My 12-year-old and his friends went tubing. They didn’t flinch as they were tossed up and down, side to side. Then, the moment I feared all day became reality. My daughter wanted a turn. I tried to bribe her with potato chips and candy to stay on the boat. She said, “I will eat it after my turn.” Well, she can’t go alone. This is the part of parenting nobody warns you about.
There really isn’t a graceful way to climb into an inner tube. I looked like I was playing Twister on an oil slick. As I reached my arms up to grab my daughter I realized I didn’t shave my armpits this morning. I wasn’t ready for a Grateful Dead concert, but it wasn’t pretty.

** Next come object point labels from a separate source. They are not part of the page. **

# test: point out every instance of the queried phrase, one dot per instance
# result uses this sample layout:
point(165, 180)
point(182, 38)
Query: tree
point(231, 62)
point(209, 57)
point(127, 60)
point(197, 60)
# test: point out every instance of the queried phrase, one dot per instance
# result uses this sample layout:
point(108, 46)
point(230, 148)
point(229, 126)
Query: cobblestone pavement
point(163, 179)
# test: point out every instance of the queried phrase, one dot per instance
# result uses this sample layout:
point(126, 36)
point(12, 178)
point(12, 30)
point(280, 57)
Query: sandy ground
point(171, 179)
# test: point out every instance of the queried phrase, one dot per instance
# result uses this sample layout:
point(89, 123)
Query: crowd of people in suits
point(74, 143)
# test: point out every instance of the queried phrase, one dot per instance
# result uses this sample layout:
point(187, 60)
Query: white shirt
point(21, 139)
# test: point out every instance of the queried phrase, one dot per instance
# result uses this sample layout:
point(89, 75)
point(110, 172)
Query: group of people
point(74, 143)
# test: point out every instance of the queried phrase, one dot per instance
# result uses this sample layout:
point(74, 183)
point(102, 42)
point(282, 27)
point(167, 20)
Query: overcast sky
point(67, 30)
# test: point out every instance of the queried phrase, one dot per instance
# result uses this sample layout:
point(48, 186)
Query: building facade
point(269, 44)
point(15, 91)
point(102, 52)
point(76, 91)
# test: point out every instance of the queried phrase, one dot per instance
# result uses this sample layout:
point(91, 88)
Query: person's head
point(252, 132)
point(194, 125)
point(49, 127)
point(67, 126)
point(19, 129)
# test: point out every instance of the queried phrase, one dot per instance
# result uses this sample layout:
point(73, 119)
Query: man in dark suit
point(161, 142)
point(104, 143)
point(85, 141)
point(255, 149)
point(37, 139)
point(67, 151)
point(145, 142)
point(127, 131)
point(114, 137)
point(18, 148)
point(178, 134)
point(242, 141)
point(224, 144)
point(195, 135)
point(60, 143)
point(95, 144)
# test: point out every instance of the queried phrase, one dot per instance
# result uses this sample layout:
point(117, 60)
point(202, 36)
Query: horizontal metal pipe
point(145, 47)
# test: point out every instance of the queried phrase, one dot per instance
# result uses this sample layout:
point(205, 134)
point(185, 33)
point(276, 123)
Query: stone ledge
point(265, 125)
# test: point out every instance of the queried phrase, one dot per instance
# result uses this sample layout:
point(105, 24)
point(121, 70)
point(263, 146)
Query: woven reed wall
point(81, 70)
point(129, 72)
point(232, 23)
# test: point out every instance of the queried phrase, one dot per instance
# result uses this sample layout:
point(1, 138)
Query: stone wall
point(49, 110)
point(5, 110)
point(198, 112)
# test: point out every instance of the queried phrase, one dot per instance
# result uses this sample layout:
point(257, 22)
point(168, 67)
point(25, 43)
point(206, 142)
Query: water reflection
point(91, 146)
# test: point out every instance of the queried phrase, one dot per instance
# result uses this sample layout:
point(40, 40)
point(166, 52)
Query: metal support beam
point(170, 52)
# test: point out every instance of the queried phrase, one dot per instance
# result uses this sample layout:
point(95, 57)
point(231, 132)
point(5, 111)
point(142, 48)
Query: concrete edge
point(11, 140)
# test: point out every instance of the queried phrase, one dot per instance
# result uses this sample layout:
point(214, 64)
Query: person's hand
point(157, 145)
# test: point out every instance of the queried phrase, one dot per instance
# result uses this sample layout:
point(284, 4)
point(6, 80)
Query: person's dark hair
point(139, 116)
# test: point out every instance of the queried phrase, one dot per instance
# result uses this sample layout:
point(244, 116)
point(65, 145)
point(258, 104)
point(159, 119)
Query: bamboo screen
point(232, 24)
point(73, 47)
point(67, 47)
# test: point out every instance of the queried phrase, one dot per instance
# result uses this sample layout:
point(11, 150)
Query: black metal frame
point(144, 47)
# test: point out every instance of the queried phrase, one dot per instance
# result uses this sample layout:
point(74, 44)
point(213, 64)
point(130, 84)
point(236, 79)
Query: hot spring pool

My daughter was nestled in my lap as our “captain” slowly pushed the throttle. When we hit a wave she yelled “Yipee!” I let out a glass shattering scream. The water was slamming against my ass with such force it felt like I was being attacked by a Proctologist. Still, I would have gone again to hear my daughter giggle.
It really was a perfect day. Now, if these damn kids will just go to sleep. I’m exhausted!